In Spagna, l’attività del settore dei servizi ha subito una contrazione per il secondo mese consecutivo in ottobre, appesantita ancora una volta dall’alta inflazione.

Il mese scorso l’inflazione nei 19 Paesi che utilizzano l’euro è aumentata più del previsto, raggiungendo il 10,7% e superando di oltre cinque volte l’obiettivo della Banca Centrale Europea. Di conseguenza, è probabile che la Bce proceda con altri aumenti dei tassi d’interesse, che andranno ad aumentare l’onere dei consumatori indebitati.

La Bce è stata l’ultima tra i suoi colleghi ad iniziare ad aumentare i tassi in questo ciclo, aspettando fino a luglio.
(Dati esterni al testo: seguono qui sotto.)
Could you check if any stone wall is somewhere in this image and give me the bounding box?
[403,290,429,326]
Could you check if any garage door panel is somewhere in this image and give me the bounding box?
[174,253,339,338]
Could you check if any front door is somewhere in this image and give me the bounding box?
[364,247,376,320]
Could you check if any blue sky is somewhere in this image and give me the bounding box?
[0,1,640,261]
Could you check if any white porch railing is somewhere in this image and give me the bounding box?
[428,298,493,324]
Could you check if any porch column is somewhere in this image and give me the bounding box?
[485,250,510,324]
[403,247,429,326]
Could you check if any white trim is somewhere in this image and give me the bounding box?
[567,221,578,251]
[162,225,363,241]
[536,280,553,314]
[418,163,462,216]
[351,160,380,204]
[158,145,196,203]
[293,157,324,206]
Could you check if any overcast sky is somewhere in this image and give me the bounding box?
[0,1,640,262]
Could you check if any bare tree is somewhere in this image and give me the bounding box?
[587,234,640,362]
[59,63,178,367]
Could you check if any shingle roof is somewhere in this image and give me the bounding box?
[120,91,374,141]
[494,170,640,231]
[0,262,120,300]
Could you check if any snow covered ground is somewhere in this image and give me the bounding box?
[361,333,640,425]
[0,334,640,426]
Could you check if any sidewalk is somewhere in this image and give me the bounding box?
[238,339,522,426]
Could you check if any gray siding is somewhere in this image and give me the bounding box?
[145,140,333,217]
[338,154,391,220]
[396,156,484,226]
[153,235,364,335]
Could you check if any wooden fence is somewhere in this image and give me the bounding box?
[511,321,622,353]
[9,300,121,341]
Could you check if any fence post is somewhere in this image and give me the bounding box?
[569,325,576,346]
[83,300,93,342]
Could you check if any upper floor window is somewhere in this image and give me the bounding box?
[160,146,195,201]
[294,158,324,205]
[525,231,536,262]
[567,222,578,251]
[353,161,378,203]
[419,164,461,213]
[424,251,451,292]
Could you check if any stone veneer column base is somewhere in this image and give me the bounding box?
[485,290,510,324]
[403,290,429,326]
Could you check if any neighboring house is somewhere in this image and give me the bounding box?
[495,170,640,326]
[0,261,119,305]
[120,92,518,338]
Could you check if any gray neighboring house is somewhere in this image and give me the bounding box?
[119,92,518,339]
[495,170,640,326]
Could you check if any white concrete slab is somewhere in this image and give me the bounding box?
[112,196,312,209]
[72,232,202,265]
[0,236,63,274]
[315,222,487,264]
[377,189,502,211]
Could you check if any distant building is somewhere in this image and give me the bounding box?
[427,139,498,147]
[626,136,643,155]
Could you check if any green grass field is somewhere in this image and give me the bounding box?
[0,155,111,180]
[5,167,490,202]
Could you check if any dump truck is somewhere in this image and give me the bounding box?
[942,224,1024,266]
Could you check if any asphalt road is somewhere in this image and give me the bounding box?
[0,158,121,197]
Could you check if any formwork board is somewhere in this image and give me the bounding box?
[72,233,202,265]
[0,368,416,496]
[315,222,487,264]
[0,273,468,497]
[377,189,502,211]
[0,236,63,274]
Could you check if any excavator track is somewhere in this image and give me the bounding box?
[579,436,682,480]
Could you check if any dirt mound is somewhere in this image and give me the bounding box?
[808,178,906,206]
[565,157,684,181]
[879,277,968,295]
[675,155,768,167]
A fine anno si prevedeva che i tassi di deposito e di rifinanziamento si sarebbero attestati rispettivamente al 2,00% e al 2,50%.

Per contro, la Federal Reserve degli Stati Uniti, che ha iniziato ad aumentare i tassi di interesse a marzo, li ha nuovamente alzati di tre quarti di punto percentuale mercoledì, in quello che è diventato il più rapido inasprimento della politica monetaria statunitense degli ultimi 40 anni.

Nella zona euro, le elevate spese operative dovute ai costi energetici, salariali e di trasporto hanno spinto le imprese di servizi ad aumentare nuovamente le tariffe.

Il Pmi dei prezzi alla produzione si è attestato a 62,7, il quinto valore più alto nei 24 anni di storia dell’indagine, appena al di sotto dei 63,2 di settembre.

Dall’invasione dell’Ucraina da parte della Russia a febbraio, i costi dell’energia sono saliti alle stelle e con l’avvicinarsi dell’inverno diversi governi europei hanno annunciato nuove misure per limitare l’aumento dei prezzi.